Я объяснил Бабенко, каким образом попал ко мне «Колхозник» со злосчастной статьей, и сказал, что ничего контрреволюционного здесь нет. Статья написана, когда о Блюхере еще не знали как о враге народа, и напечатана в советском журнале, издававшемся под редакцией Горького.
– Ничего не значит, что напечатана! – сказал Кум железным голосом – Есть у вас еще какие-нибудь газеты?
Я признался, что есть. Лучше было признаться, чем ждать специального шмона.
– Принесите все. И чтоб больше никаких глупостей. Выйдете из лагеря – пожалуйста, пишите. Можете идти.
Мне стало по-настоящему страшно, когда я наконец уразумел, какая готовилась мне ловушка. Разумеется, рыжий зоотехник просил дать ему почитать не по своей инициативе – откуда ему было знать о моих газетах! – а по приказу самого Бабенко. И счастье, что я ничего не дал читать. Если бы дал, хоть что-нибудь, – погиб. Меня ждал лагерный суд и новый добавочный срок. Эффектное бы дельце состряпал томящийся бездельем лейтенант Бабенко: закоренелый антисоветчик выписывает в лагерь свои статьи, восхваляющие врагов народа, и распространяет их среди заключенных с целью подрыва советской власти. Может быть, и групповое дело удалось бы склеить…
Но оставалось тайной, каким образом сам Бабенко узнал о полученной мной посылке. Зина не могла об этом сообщить. Скорее всего, перлюстрируя лагерную корреспонденцию (а это, вероятно, тоже входило в его обязанности), он обратил внимание на мое письмо, где я просил прислать газеты со своими статьями, и взял его на заметку.
В прошлом году, проходя площадью Восстания, увидел я выставленные в газетном киоске, среди газет, журналов и открыток, новенькие календари с ярким, красочным портретом «врага народа» маршала Блюхера. Жаль, не купил.
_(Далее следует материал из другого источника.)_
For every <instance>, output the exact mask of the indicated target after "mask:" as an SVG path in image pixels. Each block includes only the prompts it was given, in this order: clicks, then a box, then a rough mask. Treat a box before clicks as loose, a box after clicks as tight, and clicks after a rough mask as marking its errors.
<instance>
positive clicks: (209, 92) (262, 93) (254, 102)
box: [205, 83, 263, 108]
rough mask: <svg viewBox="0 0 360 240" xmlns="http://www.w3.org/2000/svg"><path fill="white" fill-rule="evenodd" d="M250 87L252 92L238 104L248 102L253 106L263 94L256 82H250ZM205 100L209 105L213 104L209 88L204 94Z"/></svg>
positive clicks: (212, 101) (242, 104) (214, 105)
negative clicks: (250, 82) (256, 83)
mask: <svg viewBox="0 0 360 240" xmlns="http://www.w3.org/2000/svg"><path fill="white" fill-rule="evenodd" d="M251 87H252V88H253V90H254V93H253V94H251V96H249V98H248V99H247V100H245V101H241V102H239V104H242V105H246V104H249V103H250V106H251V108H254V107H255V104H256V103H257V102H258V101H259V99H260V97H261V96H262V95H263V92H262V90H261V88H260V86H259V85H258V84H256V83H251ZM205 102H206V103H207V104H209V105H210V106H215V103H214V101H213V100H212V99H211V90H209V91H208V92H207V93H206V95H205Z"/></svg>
А надо бы купить. На память.
На соседнем Лиманном участке, закончив срок, выходил на свободу заведующий зерноскладом. Мне предложили его место. Маленький Лиманный участок был бесконвойным. Зона, где стоял только один длинный барак, представляла собою вид мирный и заброшенный: пусты покосившиеся полуразрушенные вышки для часовых, гостеприимно распахнуты настежь ворота, сбитые из двух-трех бревен и опутанные колючей проволокой. Свободно входи и выходи.
Я согласился на такое предложение. Манила свобода и независимость подобной работы.
Северный Казахстан почти не знает дождей, летом стоит сушь, и поэтому все здесь выращивается способом искусственного орошения. На Поливном участке, где я жил, применялась система каналов-арыков, а здесь, на Лиманном, поля просто затапливались водой. Своеобразным и красивым было зрелище залиманенных весной полей – будто лежали десятки сверкающих на солнце зеркал, оправленных в квадраты решетчатой рамки, и по этим рамкам – земляным насыпям – отражаясь в воде, осторожно ходили люди. Летом, напоив сухую почву, вешняя вода постепенно сходила, а на смену ей поднимались хлеба, начинали колоситься.
Саманное белое здание склада, куда на грузовиках свозили с полей сжатое и обмолоченное самоходным комбайном зерно, стояло в полукилометре от разрушенной зоны, среди степи. При складе, в уютной маленькой хибарке, жил сторож, он же мой помощник, не то поляк, не то литовец Буткевичус или Буткевич, долговязая, вкрадчиво-вежливая, хитрющая бестия в сером немецком кепи с большим козырьком. Ходил он на полусогнутых ногах, длинные руки с выставленными назад локтями тоже полусогнуты, тяжелые рабочие кисти свешены. По образу прошлой долагерной жизни, по взглядам, по всей психологии был это типичнейший западноевропейский кулак.
В послевоенные годы Буткевич держал связь с бандами зеленых, которые долгое время таились в глухих литовских лесах, делая налеты на советские учреждения. Самодовольно рассказывал он мне, как на глазах наших солдат выносил спрятавшихся у него «партизан», когда к нему на хутор неожиданно нагрянул разъезд. Пока хозяйка радушно угощала гостей чем бог послал, хозяин перетаскивал из сарая куда-то в лес, взвалив себе на спину, большие снопы соломы – сноп за снопом. В каждом находился человек. Так, одного за другим, и перетаскал всех.